Getting to the moon is expensive, so even a small cut in fuel use matters.
An international team of researchers says it has found a more efficient route between Earth and the moon using advanced computer modeling. The method is based on the theory of functional connections, which reduces the compute needed to run complex models.
The researchers simulated 30 million different routes to the moon, and 280,000 simulations are referenced in their newly published study. The route they identified was hidden within the gravity-driven pathways that spacecraft can use through the solar system.
Spacecraft use fuel only part of the time. Gravity is often the preferred method of propulsion because it is free. These gravity-determined routes are often referred to as the Interplanetary Transportation Network.
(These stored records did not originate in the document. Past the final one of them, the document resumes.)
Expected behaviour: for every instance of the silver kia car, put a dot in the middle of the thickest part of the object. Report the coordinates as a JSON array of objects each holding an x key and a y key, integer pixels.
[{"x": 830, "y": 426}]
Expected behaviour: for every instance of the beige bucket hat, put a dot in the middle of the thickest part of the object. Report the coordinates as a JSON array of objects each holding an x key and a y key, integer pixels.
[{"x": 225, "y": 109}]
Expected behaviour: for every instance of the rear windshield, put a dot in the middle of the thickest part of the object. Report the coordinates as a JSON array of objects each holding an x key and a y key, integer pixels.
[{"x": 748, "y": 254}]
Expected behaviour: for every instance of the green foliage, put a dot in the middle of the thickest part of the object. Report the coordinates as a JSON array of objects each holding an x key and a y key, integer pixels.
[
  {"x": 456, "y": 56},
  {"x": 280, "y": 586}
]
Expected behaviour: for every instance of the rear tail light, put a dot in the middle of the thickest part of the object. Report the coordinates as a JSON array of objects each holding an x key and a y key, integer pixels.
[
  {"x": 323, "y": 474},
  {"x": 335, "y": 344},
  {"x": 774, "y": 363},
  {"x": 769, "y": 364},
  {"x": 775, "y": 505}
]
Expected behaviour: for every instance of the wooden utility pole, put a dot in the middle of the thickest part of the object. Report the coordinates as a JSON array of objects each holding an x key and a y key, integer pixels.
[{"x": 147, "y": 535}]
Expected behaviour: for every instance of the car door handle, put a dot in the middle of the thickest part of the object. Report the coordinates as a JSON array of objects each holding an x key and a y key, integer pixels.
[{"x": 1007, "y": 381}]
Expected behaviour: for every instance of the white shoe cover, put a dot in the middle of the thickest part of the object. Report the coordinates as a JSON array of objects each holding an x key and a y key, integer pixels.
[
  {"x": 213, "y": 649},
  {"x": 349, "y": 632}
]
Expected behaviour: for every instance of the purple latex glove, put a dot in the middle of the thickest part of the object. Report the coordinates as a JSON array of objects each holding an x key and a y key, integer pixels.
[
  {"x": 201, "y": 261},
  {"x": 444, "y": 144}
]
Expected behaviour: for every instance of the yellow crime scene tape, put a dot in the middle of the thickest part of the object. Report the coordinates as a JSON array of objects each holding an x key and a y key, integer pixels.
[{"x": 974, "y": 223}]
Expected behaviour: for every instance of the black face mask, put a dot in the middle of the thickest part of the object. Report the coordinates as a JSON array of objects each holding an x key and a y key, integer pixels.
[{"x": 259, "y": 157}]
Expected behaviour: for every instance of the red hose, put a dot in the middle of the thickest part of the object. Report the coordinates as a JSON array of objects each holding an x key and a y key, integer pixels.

The team said the cheap route to the moon depends on the gravitational pulls of both Earth and the moon. In spaceflight, a variate refers to a natural trajectory leading to a certain orbit.
The researchers found that instead of using the branch of the lunar-orbit variate closest to Earth, it is better to enter that variate from the opposite side.
“Instead of assuming it’s easier to choose the part of the variate closest to Earth, we can use systematic analysis with faster methods to try to find nontrivial solutions,” study co-author Vitor Martins de Oliveira, a postdoctoral researcher at the University of São Paulo in Brazil, said in a statement.
The team said the hidden path offers more free gravity-based propulsion. The newly reported route uses 58.80 metres per second less fuel consumption than the previous cheapest known route.
The researchers also said the route would avoid interruptions in communication with Earth.
“The Artemis 2 mission, for example, lost communication with Earth for a while because it was directly behind the moon,” Oliveira said. “The orbit we propose is a solution that maintains uninterrupted communication.”
The researchers said this is not the final word on low-cost travel between Earth and the moon. Their modeling included gravity from only Earth and the moon. Future research could add other variables, including gravity from the sun, which could lead to even more cost-effective trajectories.
“The systematic analysis we applied in our work is something that could be adopted more widely going forward,” study lead author Allan Kardec de Almeida Júnior, a researcher at the University of Coimbra in Portugal, said in the same statement.
The study was published April 10 in the journal Astrodynamics.